Les relations serbes-albanaises dans la mine de Trepča/Trepça (Kosovo) : nationalisme ou émancipation ?

Ma proposition vise à réfléchir sur l’émergence de la volonté d’indépendance kosovare à partir de la transformation des relations serbes-albanaises dans la mine de Trepča/Trepça au Kosovo.

Le cas de Trepča/Trepça s’insère en effet dans le cadre d’une enquête de terrain plus large qui porte sur les trajectoires de vie, sur les trajectoires spatiales et sociales des habitants serbes et albanais de la ville de Mitrovica, située au nord du Kosovo.

Mes sources sont donc à la fois la production scientifique autour de la désagrégation yougoslave, les articles de presse et surtout les observations, les récits et les entretiens avec mes interlocuteurs et mes interlocutrices produits tout au long de mes deux terrains ethnographiques.

Juste pour vous fournir un cadre très général (quelque repère) : le Kosovo était pendant la Yougoslavie une région et après province autonome de la République de Serbie.

En 1998-1999 : éclatement de la guerre du Kosovo ; les bombardements de l’OTAN frappent le territoire serbe et la résolution 1244 conclut la guerre, en instaurant un protectorat international au Kosovo qui reste formellement territoire serbe, même si de facto il a un propre gouvernement. Depuis 2008 le Kosovo a déclaré son indépendance même si elle n’est pas reconnue par tous les Etats membres de Nations Unies.

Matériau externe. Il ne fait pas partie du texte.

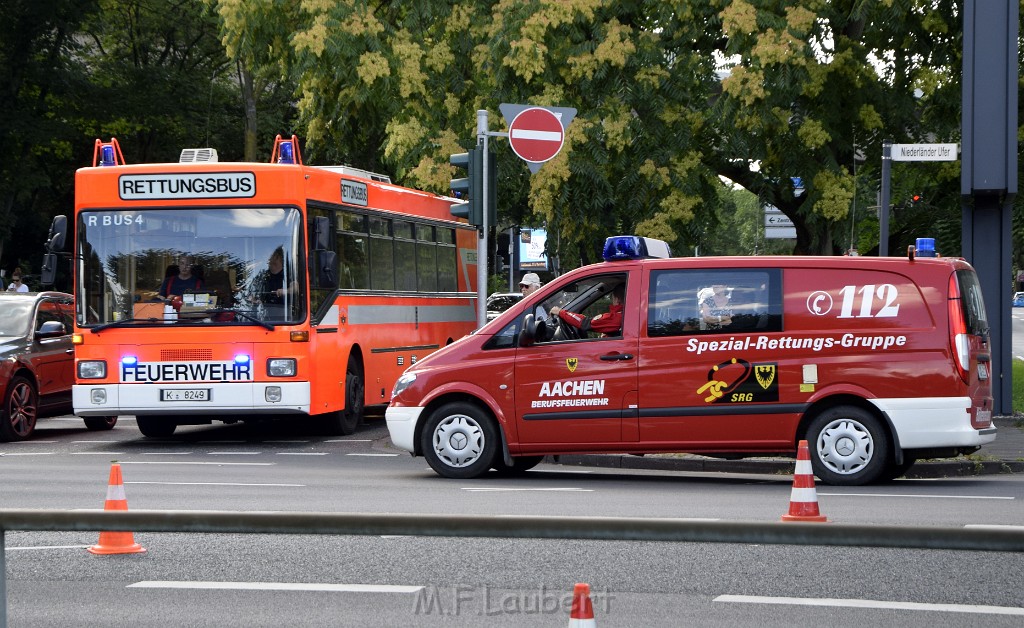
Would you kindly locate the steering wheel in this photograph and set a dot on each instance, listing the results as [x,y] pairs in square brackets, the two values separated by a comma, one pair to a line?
[565,330]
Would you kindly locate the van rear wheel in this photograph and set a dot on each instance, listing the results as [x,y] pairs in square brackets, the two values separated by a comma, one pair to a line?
[848,446]
[460,441]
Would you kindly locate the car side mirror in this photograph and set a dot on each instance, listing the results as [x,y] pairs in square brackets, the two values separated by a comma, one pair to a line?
[51,329]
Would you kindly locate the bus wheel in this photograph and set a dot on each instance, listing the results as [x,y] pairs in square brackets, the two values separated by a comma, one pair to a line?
[20,407]
[848,447]
[460,441]
[520,464]
[100,423]
[156,426]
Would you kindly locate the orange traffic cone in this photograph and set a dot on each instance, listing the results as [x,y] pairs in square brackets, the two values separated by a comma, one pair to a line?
[582,615]
[804,499]
[116,542]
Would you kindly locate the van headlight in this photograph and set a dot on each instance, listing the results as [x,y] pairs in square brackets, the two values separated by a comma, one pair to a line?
[403,382]
[92,369]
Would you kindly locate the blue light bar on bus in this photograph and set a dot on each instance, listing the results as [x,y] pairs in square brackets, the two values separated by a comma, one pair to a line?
[286,156]
[107,157]
[634,247]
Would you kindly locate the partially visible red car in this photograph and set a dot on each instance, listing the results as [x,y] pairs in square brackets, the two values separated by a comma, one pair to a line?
[37,362]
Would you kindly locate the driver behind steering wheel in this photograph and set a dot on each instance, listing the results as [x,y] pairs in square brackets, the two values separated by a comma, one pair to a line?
[606,324]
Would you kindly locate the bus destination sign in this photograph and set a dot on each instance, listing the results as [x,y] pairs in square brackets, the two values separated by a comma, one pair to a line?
[188,185]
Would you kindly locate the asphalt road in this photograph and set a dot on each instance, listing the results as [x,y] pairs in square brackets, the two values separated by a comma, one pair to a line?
[243,580]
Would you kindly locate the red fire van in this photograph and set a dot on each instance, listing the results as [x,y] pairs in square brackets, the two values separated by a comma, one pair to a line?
[876,362]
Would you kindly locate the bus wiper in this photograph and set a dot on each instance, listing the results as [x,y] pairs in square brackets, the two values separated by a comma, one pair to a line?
[265,326]
[123,323]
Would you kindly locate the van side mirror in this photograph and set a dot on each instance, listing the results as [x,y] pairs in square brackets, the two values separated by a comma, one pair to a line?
[48,274]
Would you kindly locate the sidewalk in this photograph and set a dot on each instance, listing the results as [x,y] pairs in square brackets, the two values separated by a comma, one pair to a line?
[1005,455]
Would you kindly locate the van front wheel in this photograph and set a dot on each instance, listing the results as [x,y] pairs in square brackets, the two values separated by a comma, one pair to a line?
[460,441]
[848,446]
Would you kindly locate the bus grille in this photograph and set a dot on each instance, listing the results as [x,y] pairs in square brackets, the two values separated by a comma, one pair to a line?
[185,354]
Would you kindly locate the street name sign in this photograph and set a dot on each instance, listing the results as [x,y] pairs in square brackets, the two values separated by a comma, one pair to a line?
[925,152]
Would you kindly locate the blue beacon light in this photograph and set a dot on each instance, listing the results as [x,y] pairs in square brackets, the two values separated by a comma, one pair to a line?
[107,156]
[287,155]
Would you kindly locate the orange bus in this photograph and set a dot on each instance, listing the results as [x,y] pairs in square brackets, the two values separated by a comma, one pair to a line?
[236,291]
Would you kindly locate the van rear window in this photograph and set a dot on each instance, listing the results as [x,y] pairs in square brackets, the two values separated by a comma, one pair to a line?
[974,304]
[685,302]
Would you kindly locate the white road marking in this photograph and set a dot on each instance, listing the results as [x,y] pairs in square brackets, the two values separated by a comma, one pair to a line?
[911,495]
[278,586]
[871,603]
[210,484]
[509,490]
[198,462]
[375,455]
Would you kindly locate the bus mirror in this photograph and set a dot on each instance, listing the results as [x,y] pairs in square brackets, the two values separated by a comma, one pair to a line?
[322,233]
[48,274]
[56,243]
[324,265]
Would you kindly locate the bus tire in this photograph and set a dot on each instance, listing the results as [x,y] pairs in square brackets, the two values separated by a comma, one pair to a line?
[156,427]
[520,464]
[848,447]
[20,410]
[345,421]
[460,441]
[100,423]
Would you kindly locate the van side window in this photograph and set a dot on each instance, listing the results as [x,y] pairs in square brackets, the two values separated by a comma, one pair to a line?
[716,301]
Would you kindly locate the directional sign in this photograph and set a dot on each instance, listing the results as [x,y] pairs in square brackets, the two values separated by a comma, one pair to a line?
[924,153]
[777,220]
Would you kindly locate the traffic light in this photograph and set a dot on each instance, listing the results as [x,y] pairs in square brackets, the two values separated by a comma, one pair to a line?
[468,189]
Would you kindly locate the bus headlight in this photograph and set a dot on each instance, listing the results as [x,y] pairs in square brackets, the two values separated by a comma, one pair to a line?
[403,382]
[281,367]
[92,369]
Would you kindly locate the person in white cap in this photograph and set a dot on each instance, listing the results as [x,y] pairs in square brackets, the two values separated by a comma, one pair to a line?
[529,284]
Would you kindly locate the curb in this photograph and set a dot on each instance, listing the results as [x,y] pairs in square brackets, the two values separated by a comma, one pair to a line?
[773,467]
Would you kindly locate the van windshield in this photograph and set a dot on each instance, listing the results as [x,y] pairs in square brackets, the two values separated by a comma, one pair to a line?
[974,304]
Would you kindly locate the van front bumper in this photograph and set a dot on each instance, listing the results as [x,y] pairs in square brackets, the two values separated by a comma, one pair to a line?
[401,423]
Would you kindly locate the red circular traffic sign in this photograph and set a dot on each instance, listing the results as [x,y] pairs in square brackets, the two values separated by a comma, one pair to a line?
[536,134]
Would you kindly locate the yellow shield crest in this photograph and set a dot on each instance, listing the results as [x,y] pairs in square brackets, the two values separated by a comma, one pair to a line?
[765,374]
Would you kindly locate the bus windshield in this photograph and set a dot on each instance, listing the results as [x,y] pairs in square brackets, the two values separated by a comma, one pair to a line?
[238,265]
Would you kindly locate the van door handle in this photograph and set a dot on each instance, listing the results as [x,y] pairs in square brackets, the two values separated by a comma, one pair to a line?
[616,357]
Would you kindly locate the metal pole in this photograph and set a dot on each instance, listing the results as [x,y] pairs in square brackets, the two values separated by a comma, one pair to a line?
[481,247]
[887,161]
[3,579]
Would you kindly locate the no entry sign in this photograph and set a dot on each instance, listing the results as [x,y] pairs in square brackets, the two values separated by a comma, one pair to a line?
[536,134]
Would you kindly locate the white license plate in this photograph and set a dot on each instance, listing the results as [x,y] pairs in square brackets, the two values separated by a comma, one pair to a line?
[184,394]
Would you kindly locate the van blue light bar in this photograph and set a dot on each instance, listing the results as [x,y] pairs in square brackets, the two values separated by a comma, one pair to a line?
[634,247]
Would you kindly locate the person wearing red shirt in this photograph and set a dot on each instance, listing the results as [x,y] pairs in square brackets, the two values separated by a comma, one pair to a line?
[606,324]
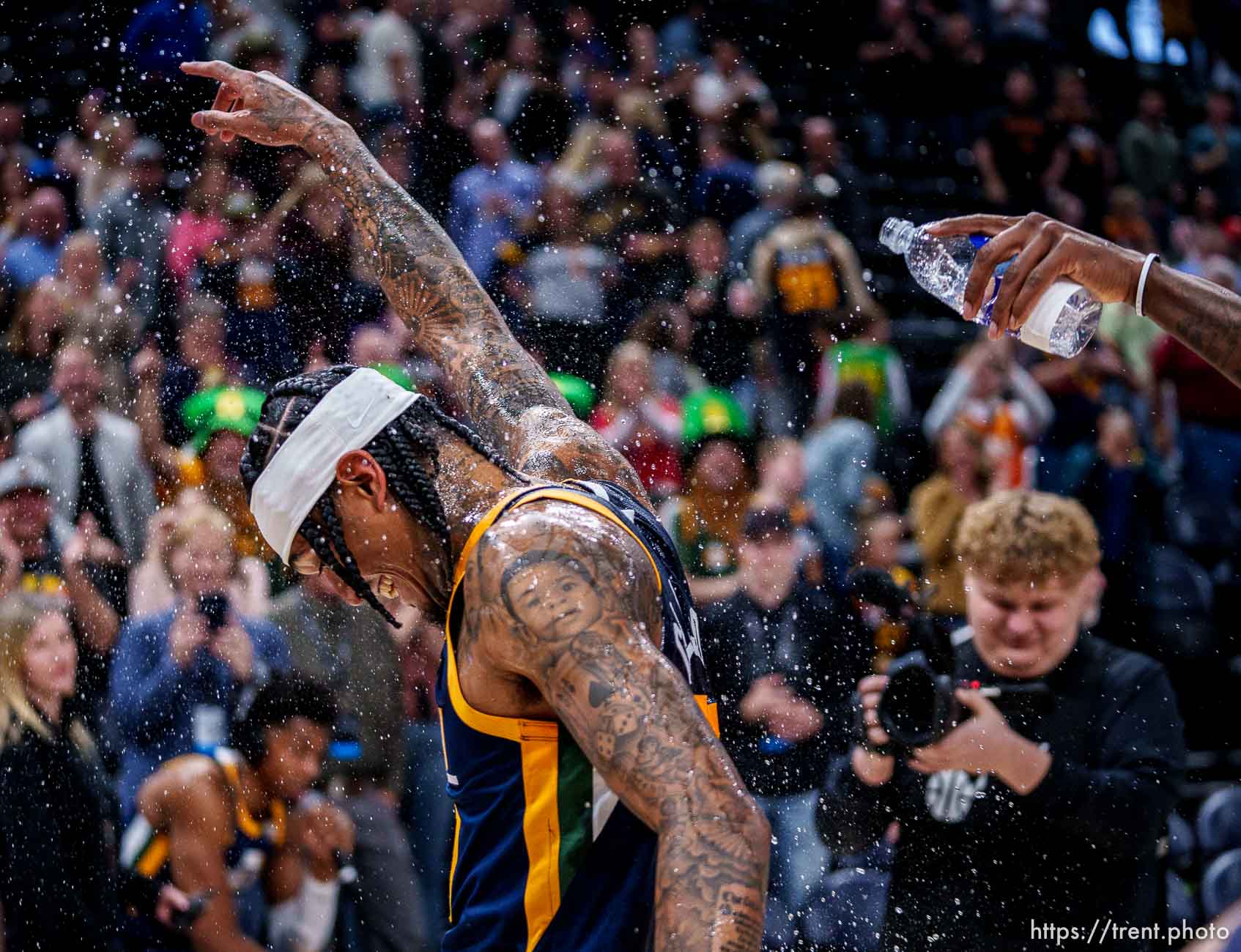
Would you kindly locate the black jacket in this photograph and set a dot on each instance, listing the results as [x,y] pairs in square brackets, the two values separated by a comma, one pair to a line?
[60,882]
[820,659]
[976,862]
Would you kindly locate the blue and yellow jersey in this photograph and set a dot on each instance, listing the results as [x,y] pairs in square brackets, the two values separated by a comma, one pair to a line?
[544,854]
[144,849]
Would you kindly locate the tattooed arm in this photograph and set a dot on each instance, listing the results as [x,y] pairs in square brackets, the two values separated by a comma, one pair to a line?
[1201,314]
[570,605]
[506,395]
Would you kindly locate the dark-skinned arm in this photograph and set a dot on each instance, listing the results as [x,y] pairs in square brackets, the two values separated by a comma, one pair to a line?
[190,802]
[506,395]
[629,709]
[1203,316]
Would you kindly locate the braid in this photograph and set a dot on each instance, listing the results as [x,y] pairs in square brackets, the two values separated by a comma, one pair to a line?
[328,539]
[402,450]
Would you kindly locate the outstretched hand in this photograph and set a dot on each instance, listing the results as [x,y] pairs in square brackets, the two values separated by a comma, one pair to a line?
[1046,250]
[259,107]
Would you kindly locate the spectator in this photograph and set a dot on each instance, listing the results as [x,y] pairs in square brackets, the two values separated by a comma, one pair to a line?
[1125,494]
[783,679]
[705,519]
[177,679]
[234,821]
[1083,164]
[1126,221]
[529,102]
[59,878]
[133,226]
[103,173]
[355,657]
[936,509]
[92,455]
[724,187]
[839,458]
[36,252]
[801,268]
[1001,401]
[1019,816]
[199,362]
[859,350]
[782,482]
[46,555]
[1078,390]
[640,421]
[894,57]
[1149,152]
[26,359]
[568,282]
[668,330]
[831,171]
[1212,152]
[96,314]
[779,187]
[636,215]
[388,76]
[220,421]
[1015,150]
[961,64]
[199,226]
[490,198]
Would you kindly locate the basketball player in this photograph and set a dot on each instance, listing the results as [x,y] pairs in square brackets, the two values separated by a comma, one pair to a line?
[1196,312]
[571,661]
[221,825]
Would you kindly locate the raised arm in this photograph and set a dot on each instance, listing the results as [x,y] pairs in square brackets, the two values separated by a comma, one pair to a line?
[1201,314]
[629,712]
[506,395]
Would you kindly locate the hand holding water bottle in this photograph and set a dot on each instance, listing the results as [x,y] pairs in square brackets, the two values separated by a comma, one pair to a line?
[1045,251]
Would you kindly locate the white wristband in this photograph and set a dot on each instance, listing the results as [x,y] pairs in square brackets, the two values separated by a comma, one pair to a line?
[1142,282]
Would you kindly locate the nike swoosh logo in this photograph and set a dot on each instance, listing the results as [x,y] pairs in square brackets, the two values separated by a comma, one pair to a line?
[366,410]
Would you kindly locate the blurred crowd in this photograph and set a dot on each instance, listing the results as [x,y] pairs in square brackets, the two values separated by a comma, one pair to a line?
[683,231]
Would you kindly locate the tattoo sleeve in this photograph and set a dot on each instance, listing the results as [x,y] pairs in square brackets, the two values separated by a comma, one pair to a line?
[571,605]
[508,396]
[1200,313]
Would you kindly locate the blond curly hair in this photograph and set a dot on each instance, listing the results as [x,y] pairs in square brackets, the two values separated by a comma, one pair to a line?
[1020,535]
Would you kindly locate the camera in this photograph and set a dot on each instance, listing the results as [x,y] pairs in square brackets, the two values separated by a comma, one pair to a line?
[920,704]
[214,607]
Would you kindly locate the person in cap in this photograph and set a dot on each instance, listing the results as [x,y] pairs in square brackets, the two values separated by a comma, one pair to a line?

J’articulerai cet exposé principalement en trois parties qui suivent les trois moments historiques principaux de Trepča/Trepça en relation avec la transformation du pays et l’émergence de la conflictualité politique serbe-albanaise :

  • La période yougoslave, l’apogée de la production de la mine pendant les années 60-70 et début 80

  • L’arrivée au pouvoir de Milosevic et le changement des équilibres au Kosovo

  • La ville de Mitrovica et la mine de Trepča/Trepça aujourd’hui dans le Kosovo indépendant

L’idée centrale qu’on veut soutenir ici (Maja Povrzanovic) c’est que les identités ethniques ne peuvent pas être considérées comme une explication de la guerre, mais plutôt comme sa conséquence. J’aimerais bien montrer en effet, en m’appuyant sur le cas spécifique de Trepča/Trepça, que, dans la conjoncture de la désagrégation yougoslave, les identités ethniques émergent/s’affirment pour répondre à une situation de crise politique.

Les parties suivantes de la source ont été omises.